Admettre l'omniprésence et le pouvoir de la peur, cependant, ne veut pas dire que nous sommes condamnés à vivre perpétuellement sous son joug. En fait, les idées mêmes de dignité humaine et de progrès humain dépendent précisément de notre capacité à, d'une certaine manière, nous entraîner à repousser ou à ignorer ses énormes pouvoirs paralysants. 

Les leaders culturels prudents le savent. Et c'est pourquoi, depuis le début de la civilisation humaine, ils ont assidûment cherché à identifier et à célébrer les membres de leurs collectifs qui sont, ou paraissent, les plus insensibles à la peur.

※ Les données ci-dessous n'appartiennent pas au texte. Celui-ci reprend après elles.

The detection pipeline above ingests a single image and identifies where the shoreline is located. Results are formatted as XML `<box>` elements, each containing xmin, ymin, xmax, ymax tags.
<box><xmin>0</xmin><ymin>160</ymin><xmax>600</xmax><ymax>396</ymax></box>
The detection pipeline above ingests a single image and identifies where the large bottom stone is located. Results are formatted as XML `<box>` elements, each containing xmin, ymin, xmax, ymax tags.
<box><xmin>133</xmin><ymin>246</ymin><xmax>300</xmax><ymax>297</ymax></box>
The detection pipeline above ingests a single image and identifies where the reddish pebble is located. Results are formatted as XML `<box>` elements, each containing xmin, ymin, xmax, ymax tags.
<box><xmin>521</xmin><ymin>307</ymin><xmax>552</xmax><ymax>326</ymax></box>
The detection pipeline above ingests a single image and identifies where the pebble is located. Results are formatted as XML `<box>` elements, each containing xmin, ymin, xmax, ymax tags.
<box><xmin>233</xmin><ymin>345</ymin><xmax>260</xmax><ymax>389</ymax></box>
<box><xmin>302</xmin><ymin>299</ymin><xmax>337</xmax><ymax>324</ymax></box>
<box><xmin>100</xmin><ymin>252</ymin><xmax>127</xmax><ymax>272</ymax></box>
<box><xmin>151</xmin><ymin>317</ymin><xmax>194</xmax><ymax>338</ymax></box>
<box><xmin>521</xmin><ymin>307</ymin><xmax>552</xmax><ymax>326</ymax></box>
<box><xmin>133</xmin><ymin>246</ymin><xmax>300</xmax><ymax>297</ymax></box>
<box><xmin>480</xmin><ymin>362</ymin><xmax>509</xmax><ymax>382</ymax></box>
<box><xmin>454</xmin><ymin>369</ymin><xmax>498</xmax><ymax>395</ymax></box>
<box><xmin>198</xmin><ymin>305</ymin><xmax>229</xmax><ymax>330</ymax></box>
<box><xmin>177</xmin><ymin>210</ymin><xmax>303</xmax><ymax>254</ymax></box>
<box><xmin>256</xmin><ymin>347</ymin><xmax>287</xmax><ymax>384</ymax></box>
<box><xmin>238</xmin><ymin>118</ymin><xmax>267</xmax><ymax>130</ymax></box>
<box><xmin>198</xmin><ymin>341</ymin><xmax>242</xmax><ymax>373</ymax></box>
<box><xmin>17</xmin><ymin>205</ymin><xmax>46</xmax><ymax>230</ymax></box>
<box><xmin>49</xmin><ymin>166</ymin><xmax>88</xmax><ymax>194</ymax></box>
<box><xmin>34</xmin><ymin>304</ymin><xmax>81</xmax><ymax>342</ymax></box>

Ils le font non seulement pour exprimer symboliquement les remerciements du groupe pour l'exécution de tâches difficiles et périlleuses, mais aussi pour favoriser le développement du courage – dérivé du mot latin pour cœur – chez les jeunes. 

Pendant une grande partie de l'histoire, la plupart de ces héros ont été célébrés pour leur capacité à surmonter la peur et à agir avec courage face à l'anéantissement physique sur le champ de bataille. 

Mais dans la plupart des sociétés, il y a aussi toujours eu un petit sous-ensemble de personnes vénérées pour leur capacité à guérir, c'est-à-dire à travailler calmement et avec compassion chaque jour en présence d'une diminution humaine déchirante et/ou d'une mort imminente. 

Se rappeler chaque jour la fragilité de la vie et l'omniprésence de la mort n'est pas facile, car cela force nécessairement le guérisseur à se focaliser sur la réalité de sa propre mortalité. Nous avons traditionnellement honoré ces personnes précisément pour leur capacité - perfectionnée par la discipline mentale et spirituelle - à affronter la vie quotidienne dans ce monde souterrain liminal avec sérénité. 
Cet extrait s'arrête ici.